Issue 8810

Summary:	Enhance XMerge to allow access to embedded objects in OpenOffice XML files.
Product:	xml	Reporter:	Unknown <non-migrated>
Component:	smalldevices	Assignee:	Unknown <non-migrated>
Status:	CLOSED FIXED	QA Contact:	issues@xml <issues>
Severity:	Trivial
Priority:	P3	CC:	issues
Version:	current
Target Milestone:	---
Hardware:	All
OS:	All
Issue Type:	ENHANCEMENT	Latest Confirmation in:	---
Developer Difficulty:	---

Description Unknown 2002-10-29 16:10:44 UTC

The XMerge API needs to be enhanced to provide read/write access to embedded 
objects within an OpenOffice.org XML file.  This will allow XMerge to be used 
for conversions of richer documents than a PDA can handle.

For further information, see the the thread on dev@xml.openoffice.org started 
by Henrik Just on 18th October 2002, entitled "Using xmerge to convert rich 
document formats."

The changes will take the form of adding an abstract EmbeddedObject class to 
the org.openoffice.xmerge.converter.xml package.  There will be two concrete 
classes, EmbeddedBinaryObject and EmbeddedXMLObject to represent the two types 
of embedded object allowed in an OpenOffice.org XML file (as of XML File Format 
Specification 1.0).

Comment 1 Unknown 2002-10-29 16:11:49 UTC

Changes are mostly complete.  Will use this bug to track changes made 
to the XMerge API.

Comment 2 Unknown 2002-10-29 16:21:41 UTC

EmbeddedObject defines accessor methods for the data of the embedded 
object as well as the name/path (within the manifest.xml file) and 
MIME type of the object.  

A number of package private methods also exist to interact with the 
OfficeZip and OfficeDocument classes for storage purposes.

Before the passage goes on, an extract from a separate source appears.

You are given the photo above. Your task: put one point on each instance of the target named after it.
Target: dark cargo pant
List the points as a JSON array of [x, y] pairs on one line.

Note that flat OpenOffice.org XML files store embedded objects as 
inline tags/data within the document structure.  The EmbeddedObject 
class and its subclasses are intended to represent embedded objects 
as stored in the zipped OpenOffice.org file format.

Comment 3 Unknown 2002-10-29 16:26:39 UTC

Retrieval of both EmbeddedObject information and the data for each 
EmbeddedObject is deferred until specifically called via provided 
methods.

This incurs a performance penalty when first accessing data, but 
ensures that no performance degradation occurs where embedded object 
data is not a concern.


In order to support the retrival of data, two new public methods have 
been added to OfficeDocument.  The first returns an Iterator of all 
the embedded objects in the document.  The second returns a specific 
EmbeddedObject instance representing a named object.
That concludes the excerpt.